Aussar Ahmed/
Il n’est pas exagéré de dire que le Maroc vit un moment charnière dans son parcours de réforme politique. Le projet de loi organique n° 53.25, présenté par le ministre de l’Intérieur Abdelouafi Laftit devant la Chambre des représentants, ne relève pas d’ajustements techniques, mais s’inscrit dans un processus de rétablissement de la confiance entre le citoyen et la politique. C’est une déclaration claire que le temps de la tolérance envers la corruption électorale est révolu, et que le prochain Parlement doit être une institution propre qui honore ceux qu’elle représente et sert ceux qui l’ont élue.
Cette loi vise à mettre un terme à une période durant laquelle des personnes indignes ont réussi à s’introduire dans les institutions élues, profitant de failles juridiques ou d’une complaisance politique. Grâce à ses dispositions, il ne sera plus permis à quiconque étant poursuivi pour des crimes touchant à l’éligibilité de se porter candidat. La porte restera fermée à ceux impliqués dans des délits ou une mauvaise gestion des fonds publics. C’est une gifle franche à tous ceux qui ont utilisé les élections comme un moyen d’intérêts personnels, au lieu de servir l’intérêt général.

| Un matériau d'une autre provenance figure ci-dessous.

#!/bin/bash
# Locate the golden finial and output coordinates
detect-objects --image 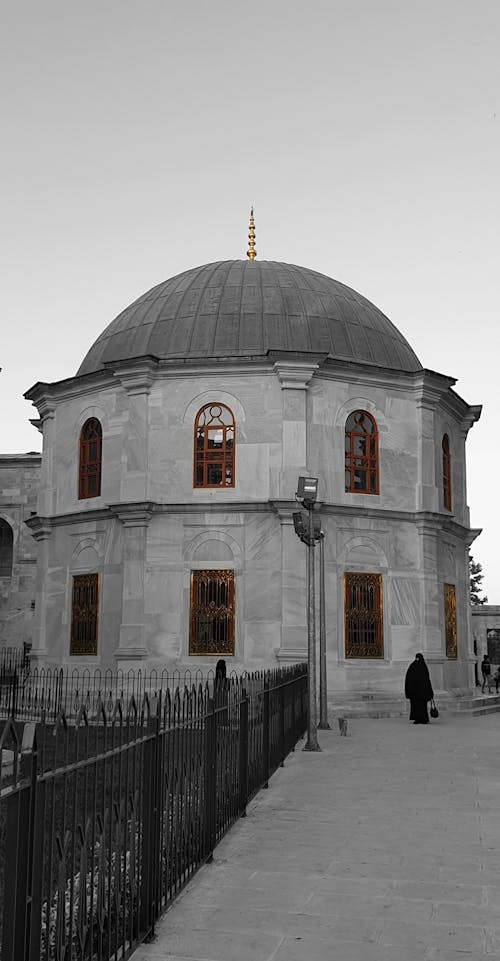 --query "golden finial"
[247,207,257,260]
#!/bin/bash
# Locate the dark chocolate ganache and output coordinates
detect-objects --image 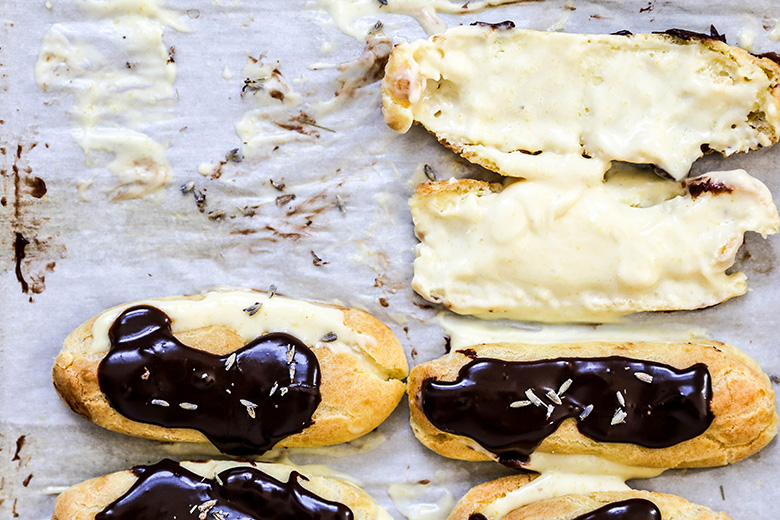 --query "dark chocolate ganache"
[574,498,661,520]
[95,459,354,520]
[419,356,713,466]
[98,305,321,452]
[469,498,661,520]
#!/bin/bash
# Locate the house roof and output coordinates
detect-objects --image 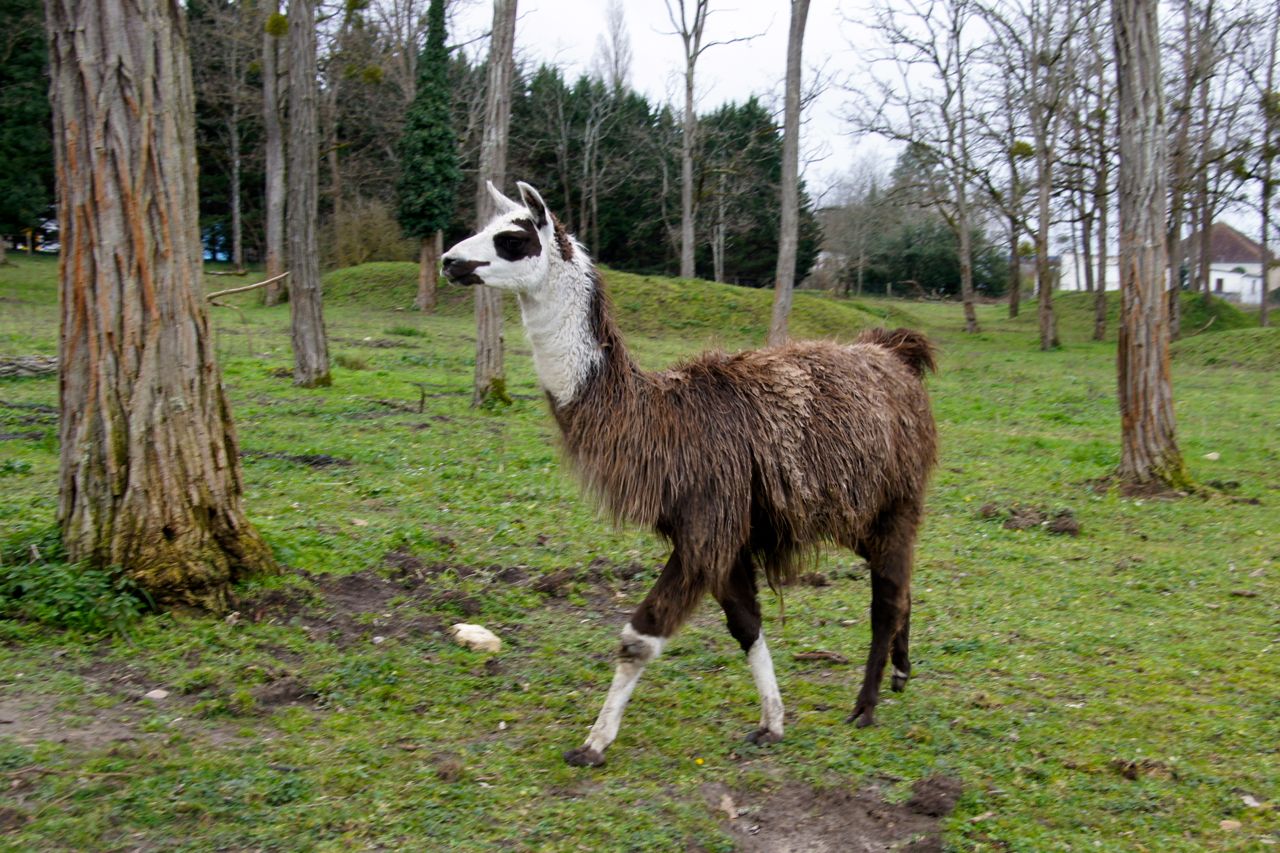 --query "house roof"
[1183,222,1262,264]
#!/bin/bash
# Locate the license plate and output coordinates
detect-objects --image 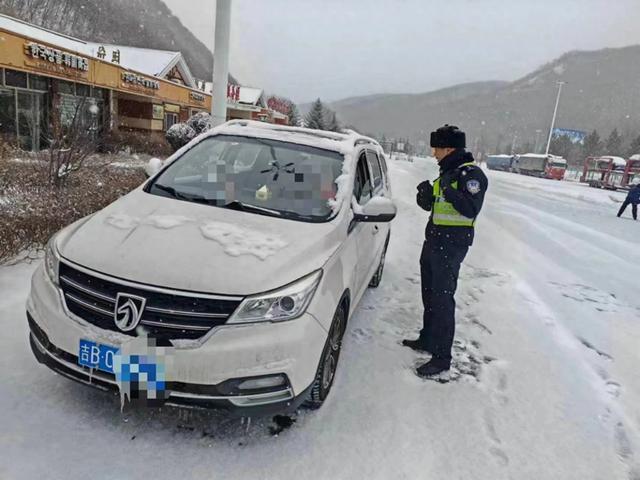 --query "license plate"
[78,340,120,373]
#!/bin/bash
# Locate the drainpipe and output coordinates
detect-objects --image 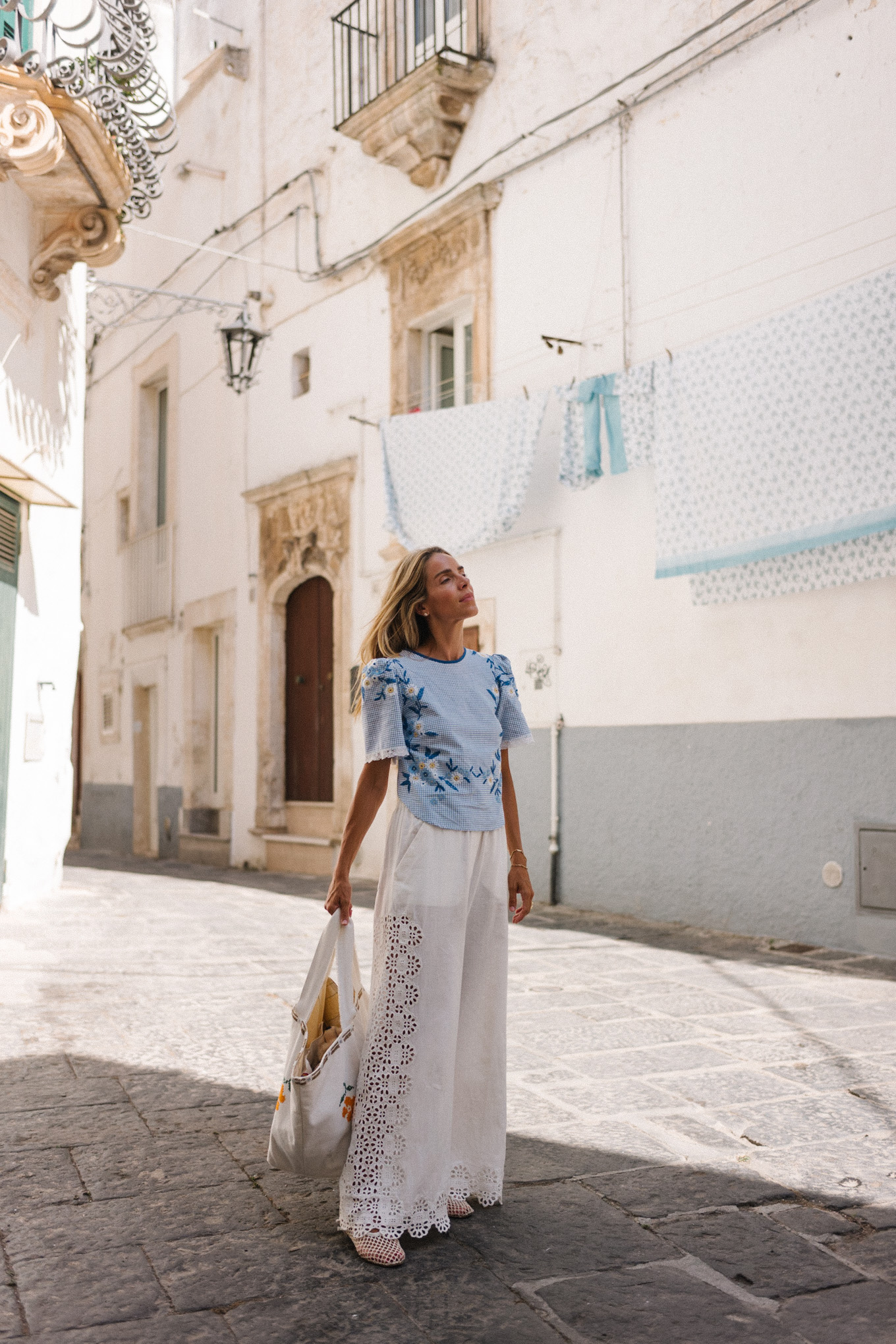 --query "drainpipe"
[548,715,563,906]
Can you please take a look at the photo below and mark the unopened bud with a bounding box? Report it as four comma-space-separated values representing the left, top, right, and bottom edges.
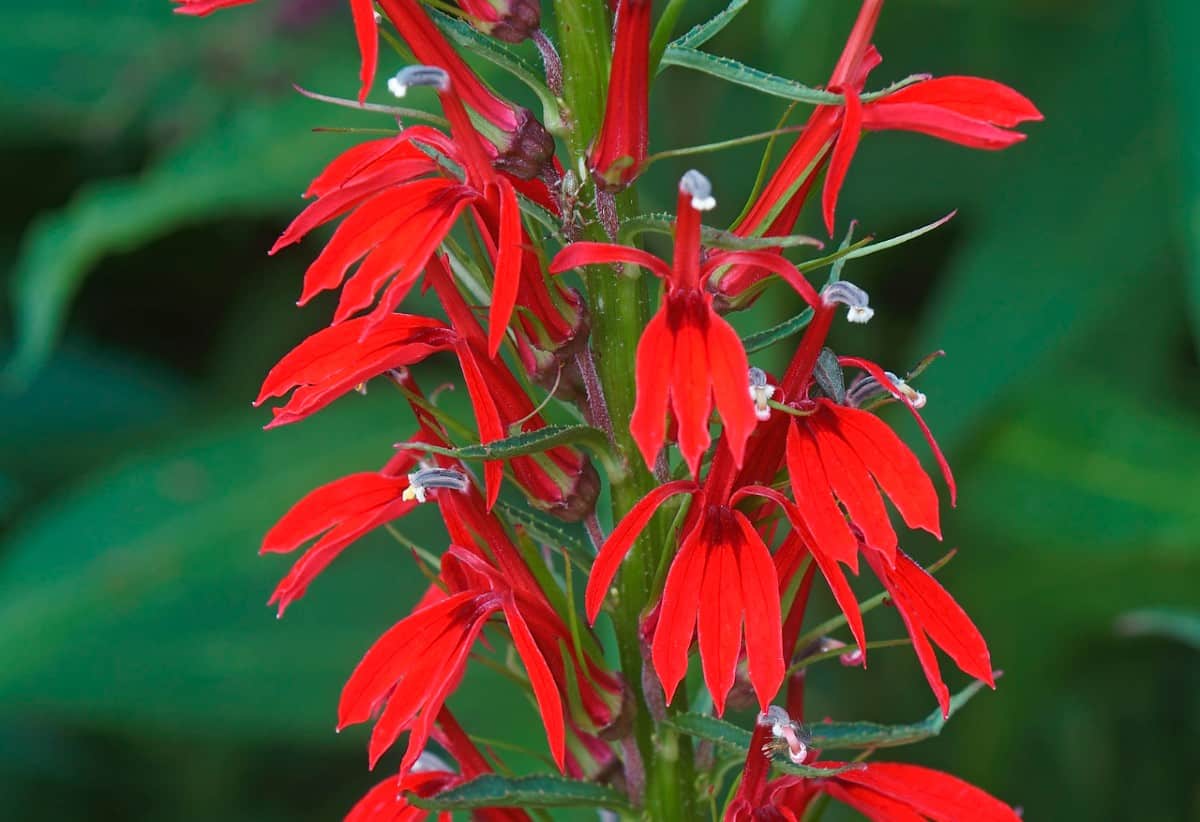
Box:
750, 366, 778, 422
401, 468, 470, 503
388, 66, 450, 97
679, 169, 716, 211
821, 280, 875, 323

Notons également que la loi ne se résume pas seulement à des mesures d’interdiction et de sanction, mais s’oriente aussi vers l’ouverture et le renouvellement. Elle permet aux indépendants compétents, en dehors des partis, de se porter candidats, à condition d’obtenir un nombre défini de signatures. Une démarche audacieuse qui redonne espoir à un large éventail de Marocains ayant perdu confiance dans les partis, et qui affirme que compétence et crédibilité ne se mesurent pas à l’appartenance partisane, mais à la capacité d’un individu à servir son pays.
En ce qui concerne les conflits d’intérêts, le législateur a eu raison de renforcer les restrictions pesant sur les fonctionnaires de l’État occupant des postes influents, car il est illogique que le pouvoir administratif se transforme en capital politique. La prolongation de la période d’interdiction et l’interdiction de se porter candidat dans la même circonscription pendant cinq ans envoie un message clair : les élections ne sont pas une prolongation de la fonction, mais un examen d’intégrité.
Le plus important dans ce projet est qu’il redonne ses lettres de noblesse au concept de responsabilité morale et politique. Un député condamné à plus de six mois d’emprisonnement sera déchu de son mandat, et celui qui présente une démission non justifiée sera renvoyé devant le Conseil constitutionnel pour évaluer son aptitude future. Ces mesures placent le Parlement devant un test réel : être une institution de contrôle et de législation, et non un refuge contre la responsabilité.
Cette loi, avec sa rigueur et sa clarté, est avant tout une réforme éthique avant d’être légale. Une réforme visant à restaurer le prestige de la politique, à assécher les sources de rentabilité électorale, et à établir un nouveau pont entre le citoyen et les institutions qui le représentent fidèlement.
Le Maroc envoie aujourd’hui un message fort, tant à l’intérieur qu’à l’extérieur : il n’y a plus de place pour ceux qui considèrent la politique comme un moyen d’enrichissement ou d’évasion des sanctions. Soit vous êtes un représentant honnête et responsable, soit vous sortez par la grande porte de la loi.
Le projet de loi 53.25 n’est pas simplement un texte réglementaire, mais un tournant national dans le processus de purification de la vie publique. Si son application se fait avec fermeté et justice, il sera inscrit comme l’une des réformes politiques les plus importantes de la dernière décennie — une réforme qui redonne à la politique marocaine son sens noble : servir le citoyen et non soi-même.